Она протискивается мимо мамы, не обращая на папу никакого внимания. Я встаю с места. Она обнимает меня, я тоже обнимаю ее стройную фигуру, листовки в ее руках сминаются, оказавшись между нами. Я испытываю небольшое удовлетворение от того, что Оливия проигнорировала отца и бросилась прямо ко мне. Такое же чувство испытываешь, когда кошка тычется носом и устраивается именно на твоих коленях. Когда тебя выбирает дикое и такое желанное существо.

Я вдыхаю сладкий аромат ее вишневого шампуня. Через плечо Оливии я вижу, как мама и папа переглядываются, и она одними губами шепчет ему: «Ничего». Вчера мама сказала мне, что надеется сегодня по дороге в полицейский участок и обратно вытянуть из Оливии побольше информации. Поскольку сестра уже взрослая – ей двадцать девять, то полиция не обязана делиться с нами подробностями расследования или докладывать всё, что Оливия рассказала про плен. Так что мы почти ничего не знаем. Каждый раз, когда кто-то из нас заговаривает с ней об этом, она с удивительным спокойствием превращается в безмолвную бронзовую статую. Теперь, окончательно осознав реальность возвращения дочери, мама отчаянно хочет знать, что произошло. Папа, напротив, жаждет жить как ни в чем не бывало. Вчера, когда я уезжала от родителей, они спорили: мама настаивала, что нужно вызнать больше подробностей, а папа убеждал ее прекратить это. Но я тоже хочу знать. Конечно, никто из нас до конца не поймет, как прожила Оливия эти последние шестнадцать лет. Но и решение оставаться в неведении тоже не принесет пользы.

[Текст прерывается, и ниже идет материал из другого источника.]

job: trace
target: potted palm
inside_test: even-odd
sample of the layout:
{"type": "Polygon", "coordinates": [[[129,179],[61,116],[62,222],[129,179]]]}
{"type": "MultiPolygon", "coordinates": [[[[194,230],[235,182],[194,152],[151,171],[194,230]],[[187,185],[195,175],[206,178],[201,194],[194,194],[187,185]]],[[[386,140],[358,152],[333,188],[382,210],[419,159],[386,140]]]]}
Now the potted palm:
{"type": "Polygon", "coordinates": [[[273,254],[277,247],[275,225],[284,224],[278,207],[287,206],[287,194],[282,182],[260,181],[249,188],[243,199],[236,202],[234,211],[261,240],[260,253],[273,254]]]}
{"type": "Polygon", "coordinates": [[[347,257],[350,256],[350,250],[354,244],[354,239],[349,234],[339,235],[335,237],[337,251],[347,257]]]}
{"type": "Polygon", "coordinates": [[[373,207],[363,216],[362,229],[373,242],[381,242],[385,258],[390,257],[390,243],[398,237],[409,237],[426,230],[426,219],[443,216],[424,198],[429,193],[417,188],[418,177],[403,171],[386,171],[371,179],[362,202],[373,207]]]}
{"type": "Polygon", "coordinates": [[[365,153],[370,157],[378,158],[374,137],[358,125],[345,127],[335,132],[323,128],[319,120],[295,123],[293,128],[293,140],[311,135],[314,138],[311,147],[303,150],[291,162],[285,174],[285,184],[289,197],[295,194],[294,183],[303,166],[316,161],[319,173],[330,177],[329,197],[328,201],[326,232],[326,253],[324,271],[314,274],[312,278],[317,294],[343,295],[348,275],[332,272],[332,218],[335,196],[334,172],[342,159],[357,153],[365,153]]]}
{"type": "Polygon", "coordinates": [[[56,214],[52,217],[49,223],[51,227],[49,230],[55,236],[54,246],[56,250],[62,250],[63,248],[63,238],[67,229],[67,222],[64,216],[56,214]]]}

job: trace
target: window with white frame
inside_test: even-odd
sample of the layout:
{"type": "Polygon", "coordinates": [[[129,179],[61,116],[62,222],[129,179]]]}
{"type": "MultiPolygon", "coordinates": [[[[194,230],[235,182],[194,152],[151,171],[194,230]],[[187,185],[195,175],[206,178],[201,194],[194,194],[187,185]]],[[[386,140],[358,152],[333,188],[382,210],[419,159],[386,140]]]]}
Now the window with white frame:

– Я соскучилась по тебе, – шепчет Оливия.

– Не мни их, – наставляет мама, забирая у нее смятые листовки. – Что это? – спрашивает она, выуживая из стопки и поднимая вверх маленькую кремовую визитку.

– Новый психотерапевт, – скучающим голосом отвечает Оливия, забирая визитку обратно. – Мне ее дал офицер по семейным связям. Первый прием на этой неделе.

Мама корчит гримасу:

– Еще один психотерапевт?

Оливия вздыхает:

– Ну да. Я же настолько ненормальная, что мне выделили целую команду психиатров. Разве мне не повезло?

Повисает неловкое ошеломленное молчание.

– Ты не… – В маминых глазах паника. – Ты не такая, как все. Ты просто… ты…

– Поднимемся наверх? – шепчет мне Оливия.

Звонит папин телефон. Отец прокашливается и исчезает на кухне, чтобы ответить. Наверное, это по работе.

– Приготовлю что-нибудь на обед, – объявляет мама с напускной веселостью.

– Я не голодная, – отвечает Оливия.

– Могу сделать лазанью. Это по-прежнему твое любимое блюдо, да?

– Не надо, – наотрез отказывается Оливия и поворачивается спиной. У мамы обиженный вид, но Оливия то ли не замечает этого, то ли ей плевать.

– Так, – говорит она, – а где Оскар?

– В Лондоне, – отвечаю я, пытаясь поймать мамин взгляд и убедиться, что с ней всё в порядке. Но Оливия отодвигается вправо и загораживает ее.

– Зачем ему в Лондон?

– Деловая встреча.

Оливия оживляется:

– Нам срочно нужно в Лондон.

– Что? – взвизгивает мама. – Ты не можешь ехать в Лондон. Это не…

Оливия хватает меня за руку и тащит из гостиной в коридор и дальше, вверх по лестнице. Поднявшись на второй этаж, я заглядываю вниз: мама стоит, всплескивая руками, на лице гримаса боли. У меня внутри всё виновато сжимается – как всегда, когда мама волнуется или расстраивается, пусть и не из-за меня. Я бы попробовала ее лазанью даже после целой порции жаркого – просто чтобы сделать ей приятное.